Works in the van Eyck idiom continued to appeal to Spanish patrons throughout the fifteenth and sixteenth centuries. Spanish painters and patrons had been aware of van Eyck’s great altarpiece from almost immediately after its completion in 1432. The court painter of Alfonso V of Aragon, Lluis Dalmau was sent in 1431 (returning before 1436) to Flanders to study Netherlandish painting. Alfonso was well-acquainted with van Eyck’s oeuvre, owning several works by the painter and even possibly meeting him in 1426 when van Eyck is believed to have travelled to the Kingdom of Aragon for a ‘secret journey’ undertaken at the request of his patron, Philip the Good, Duke of Burgundy (B. Fransen, ‘Van Eyck in Valencia’, Van Eyck Studies, C. Currie, et. al. Leuven, 2017, p. 470). Given these connections, and the amicable relationship between Alfonso and Philip, it is possible that Dalmau spent time in van Eyck’s workshop, and he certainly appears to have gained first-hand access to Eyckian models: his 1443-5 Virgin of the Consellers (Barcelona, Museu Nacional d’Arte de Catalunya) includes exact scale copies of groups of musical angels and of the figure of Saint John the Baptist (changed to represent Saint Andrew) from the Ghent Altarpiece. Memling’s aforementioned Christ in Majesty with musical angels (Antwerp, Koninklijk Museum voor Schone Kunsten, Antwerp) was painted for a Spanish patron and originally surmounted a monumental high-altar retable depicting the Assumption of the Virgin from the monastic church of Santa María la Real in Nájera. In 1557, Michiel Coxcie was commissioned by Philip II of Spain to make a full copy of the Ghent Altarpiece (though elements like the portraits of the donors Jodocus Vijd and Elisabeth Borluut were removed), after his attempt to buy the altarpiece was refused by the Chapter of Saint Bavo’s Cathedral.

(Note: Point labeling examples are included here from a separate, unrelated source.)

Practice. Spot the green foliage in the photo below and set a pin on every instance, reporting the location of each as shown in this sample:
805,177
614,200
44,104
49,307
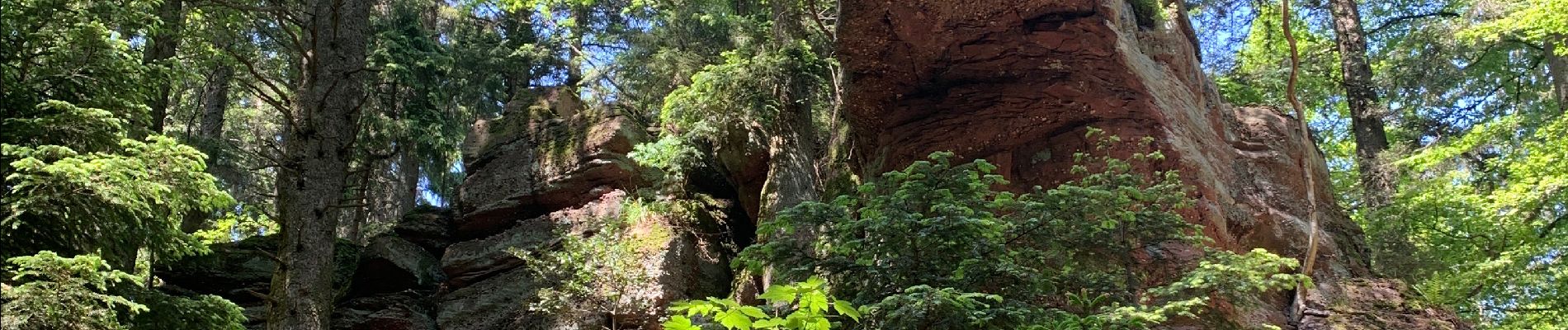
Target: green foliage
937,246
601,263
670,155
737,94
85,293
60,293
71,52
800,305
184,314
107,202
1536,21
1505,230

The triptych is recorded in the possession of Enrique Traumann in Madrid by 1952. The Traumann collection had been established in the early-twentieth century by Ricardo Traumann and comprised a number of important early Netherlandish paintings, including a Virgin and Child attributed to Simon Bening (New York, Metropolitan Museum of Art), Hans Memling's Virgin and Child (private collection; Christie's, New York, 25 January 2012, lot 23) and Gerard David's Virgin and Child with the Milk Soup (New York, Aurora Trust).